Publishers are putting renewed effort into Google search, and with it, SEO tricks.
Variations on the “What time does the Super Bowl start” trick of answering a question people are searching for might be passé. But other tactics are taking their place. Tactics like stuffing headlines with keywords and passing off old stories as new may have lost favor with Google. But that leaves publishers to try to figure out what Google wants today and optimize to those preferences. They’re also keen to land the coveted spots in its carousel that sits at the top of Google’s mobile search results, a feature it introduced with Accelerated Mobile Pages.
One popular tactic among publishers is social swaps. It’s widely accepted that Google considers a post to have more authority if other sites link to it. Health and lifestyle publisher Rodale, whose titles include Men’s Health and Runner’s World, has begun putting links in its stories to other like-minded sites as part of a larger SEO push. “If we’re slow in search, we’ll link to a PureWow and they’ll do the same for us,” said Beth Buehler, Rodale COO.
Google has also driven publishers like Rodale to migrate their sites to the https protocol since the search engine said it would prioritize https sites, which are supposed to protect consumers’ privacy. It’s already paid off, according to Buehler: In the January-April period, Rodale’s search traffic increased 32 percent over the year-earlier period. Many publishers also have stripped down their pages to be compliant with Accelerated Mobile Pages, Google’s effort to speed up the mobile web.
“People are still gaming the system,” said Kelly Maloni, head of product at New York magazine.
Behind all this is the reality that it’s getting harder for publishers to get people to come back to their sites. Platforms are less reliable sources of traffic. Facebook and Apple News are encouraging publishers to post their articles so they’re read directly in those closed platforms rather than on the publishers’ sites. Google is displaying more information inside Google itself.
“They’re trying to make their platforms stickier, so there’s less of a reason for people to go to your site,” said Eric Gillin, a digital gm at Condé Nast. “It’s just harder out there.”
Time spent is another area publishers are paying attention to. In the past, New York magazine might have chopped a big article into multiple pieces so it would have more stories to drive traffic to. No more. The current thinking is that Google will reward stories that get more time spent with them. “Now we’re saying, a longer piece can do better,” Maloni said. This is a common tactic in the SEO-driven food category, where it’s taken the form of longer recipe posts, Gillin said. “If before they had 12 recipes, you’ll see them do 25,” he said.
Publishers of news and evergreen content both see big opportunities to gain from search.

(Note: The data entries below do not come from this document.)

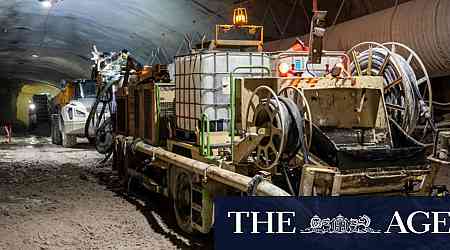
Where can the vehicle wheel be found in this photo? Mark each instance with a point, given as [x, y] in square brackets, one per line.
[55, 131]
[68, 141]
[91, 141]
[182, 201]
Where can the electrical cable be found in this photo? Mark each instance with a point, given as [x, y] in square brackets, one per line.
[405, 95]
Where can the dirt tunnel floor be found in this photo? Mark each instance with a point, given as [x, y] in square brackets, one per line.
[56, 198]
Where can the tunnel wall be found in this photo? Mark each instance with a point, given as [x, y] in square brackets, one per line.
[422, 25]
[14, 99]
[25, 96]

Google’s algorithm may be as mysterious as ever, but publishers feel like they more control than they do with Facebook because they can see how their strategy is working in real-time.
The Guardian US gets 31 percent of its traffic from search, more than twice the percent it gets from social, and accordingly, it spends more time on search. Its two-person SEO team puts almost everything it publishes through an SEO check (on average 40 stories a day), and gets heavily involved in big or ongoing stories, tweaking, or “rolling,” the headline.
“That can keep us in strong positioning in search, particularly in that organic carousel,” said Ross Maghielse, audience engagement editor at The Guardian US.
For evergreen content, publishers troll for higher search results by removing dates from their urls (or, controversially, on their stories, as if to suggest the content is new). New York magazine created dateless urls in its CMS that it uses for certain articles like its popular annual Best of New York feature, but it does maintain dates on the articles themselves.
Still, if publishers think they have more visibility into what’s working in search, that doesn’t necessarily mean search is easier to game. The publishing landscape isn’t what it used to be when The Huffington Post honed the Super Bowl trick. Other publishers have caught up. And publishers just aren’t chasing scale at all costs as much anymore, so ploys that just get fly-by traffic no longer align with publishers’ business goals.
“The Huffington Post can’t just dominate search the way they used to, which makes it a more competitive landscape,” Maghielse said.
And Google is getting stricter anyway. “They’ve shown they’re not going to put up with the gaming, so there’s no sense in trying to keep up with it,” Buehler said. “So if you’re smart, it’s not a great use of energy to try to game it.”